Rationale: Detects evidence/degree of jaundice. Clinical appearance of jaundice is evident at bilirubin levels >7–8 mg/dl in full-term infant. Estimated degree of jaundice is as follows, with jaundice progressing from head to toe: face, 4–8 mg/dl; trunk, 5–12 mg/dl; groin, 8–16 mg/dl; arms/legs, 11–18 mg/dl; and hands/feet, 15–20 mg/dl. Note: Yellow underlying pigment may be normal in dark-skinned infants.
9. Note infant’s age at onset of jaundice; differentiate type of jaundice (i.e., physiological, breast milk–induced, or pathological).
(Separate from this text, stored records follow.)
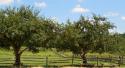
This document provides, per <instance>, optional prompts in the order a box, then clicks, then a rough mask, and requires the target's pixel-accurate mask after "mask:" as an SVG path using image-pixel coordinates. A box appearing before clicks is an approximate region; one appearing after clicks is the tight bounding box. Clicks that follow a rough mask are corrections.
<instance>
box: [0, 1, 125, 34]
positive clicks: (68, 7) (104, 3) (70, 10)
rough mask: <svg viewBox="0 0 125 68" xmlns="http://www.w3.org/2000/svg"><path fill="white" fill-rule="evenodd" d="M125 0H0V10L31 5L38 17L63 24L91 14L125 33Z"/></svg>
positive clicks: (121, 31)
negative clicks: (37, 10) (108, 20)
mask: <svg viewBox="0 0 125 68" xmlns="http://www.w3.org/2000/svg"><path fill="white" fill-rule="evenodd" d="M124 4H125V0H0V8H5V7H7V6H15V7H19V6H21V5H31V6H33V7H34V8H35V9H38V10H40V11H41V13H40V15H43V16H46V17H49V18H52V19H55V20H57V21H59V22H61V23H62V22H65V21H66V20H67V19H71V20H78V19H79V16H80V15H83V16H86V17H91V16H92V13H95V14H97V15H102V16H105V17H107V18H108V19H109V20H110V21H111V22H112V23H114V24H115V25H116V26H117V29H116V30H115V31H118V32H119V33H125V9H124V7H125V5H124Z"/></svg>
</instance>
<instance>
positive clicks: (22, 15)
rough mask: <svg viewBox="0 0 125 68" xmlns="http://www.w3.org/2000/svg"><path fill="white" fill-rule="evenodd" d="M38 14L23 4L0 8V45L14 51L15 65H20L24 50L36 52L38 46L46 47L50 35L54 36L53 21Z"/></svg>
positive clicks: (37, 47)
mask: <svg viewBox="0 0 125 68" xmlns="http://www.w3.org/2000/svg"><path fill="white" fill-rule="evenodd" d="M38 14H39V12H37V11H35V10H34V9H33V8H30V7H25V6H21V7H20V8H11V7H9V8H7V9H1V10H0V47H2V48H6V49H12V50H13V51H14V55H15V63H14V65H15V66H20V65H21V60H20V57H21V54H22V53H23V52H24V51H26V50H29V51H32V52H38V51H39V49H40V48H39V47H48V46H46V45H47V43H48V42H49V40H50V37H51V38H52V36H54V28H55V27H54V26H55V25H54V23H53V21H52V20H49V19H46V18H43V17H42V18H41V17H40V16H38ZM49 33H50V34H49Z"/></svg>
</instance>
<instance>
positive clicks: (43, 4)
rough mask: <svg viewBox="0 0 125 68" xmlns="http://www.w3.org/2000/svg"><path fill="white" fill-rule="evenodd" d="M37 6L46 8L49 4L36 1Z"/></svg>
mask: <svg viewBox="0 0 125 68" xmlns="http://www.w3.org/2000/svg"><path fill="white" fill-rule="evenodd" d="M35 6H36V7H38V8H45V7H46V6H47V4H46V3H45V2H35Z"/></svg>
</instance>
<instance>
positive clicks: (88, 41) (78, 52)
mask: <svg viewBox="0 0 125 68" xmlns="http://www.w3.org/2000/svg"><path fill="white" fill-rule="evenodd" d="M114 28H116V27H115V26H114V25H113V24H112V23H111V22H110V21H109V20H107V18H105V17H102V16H97V15H93V17H91V18H85V17H84V16H80V18H79V20H77V21H74V22H71V21H70V20H67V22H65V23H64V24H59V22H57V21H54V20H52V19H48V18H46V17H43V16H40V15H39V12H38V11H36V10H34V9H33V8H31V7H25V6H21V7H20V8H11V7H9V8H6V9H1V10H0V47H1V48H5V49H12V50H13V54H14V56H15V63H14V65H15V66H20V65H21V60H20V57H21V55H22V53H23V52H24V51H27V50H28V51H31V52H35V53H36V52H38V51H39V50H40V48H56V49H57V50H60V51H62V50H70V51H71V52H72V53H74V54H79V55H80V57H81V59H82V60H83V63H84V64H86V63H87V59H86V56H85V55H86V54H87V53H88V52H98V53H103V52H110V51H112V50H114V49H113V45H114V44H117V43H118V42H119V40H118V37H119V36H118V34H117V33H111V32H110V31H111V30H113V29H114Z"/></svg>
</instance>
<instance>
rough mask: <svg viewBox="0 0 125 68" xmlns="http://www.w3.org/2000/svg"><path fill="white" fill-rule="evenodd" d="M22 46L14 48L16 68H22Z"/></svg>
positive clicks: (14, 47)
mask: <svg viewBox="0 0 125 68" xmlns="http://www.w3.org/2000/svg"><path fill="white" fill-rule="evenodd" d="M20 48H21V47H20V46H18V45H16V46H13V49H14V55H15V63H14V66H16V67H20V66H21V59H20V57H21V53H20Z"/></svg>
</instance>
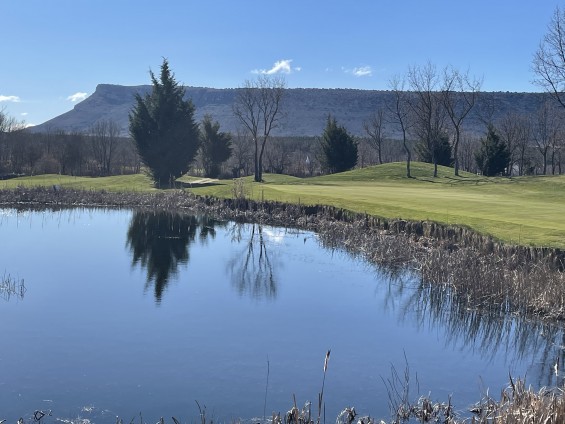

Rationale: Physiological jaundice usually appears between the 2nd and 3rd days of life, as excess RBCs needed to maintain adequate oxygenation for the fetus are no longer required in the newborn and are hemolyzed, thereby releasing bilirubin, the final breakdown product of heme. Breast milk jaundice usually appears between the 4th and 6th days of life, affecting only 1%–2% of breastfed infants. The breast milk of some women is thought to contain an enzyme (pregnanediol) that inhibits glucuronyl transferase (the liver enzyme that conjugates bilirubin), or to contain several times the normal breast milk concentration of certain free fatty acids, which are also thought to inhibit the conjugation of bilirubin. Pathological jaundice appears within the first 24 hr of life and is more likely to lead to the development of kernicterus/bilirubin encephalopathy.
10. Apply transcutaneous jaundice meter.
Rationale: Provides noninvasive screening of jaundice, quantifying skin color in relation to total serum bilirubin.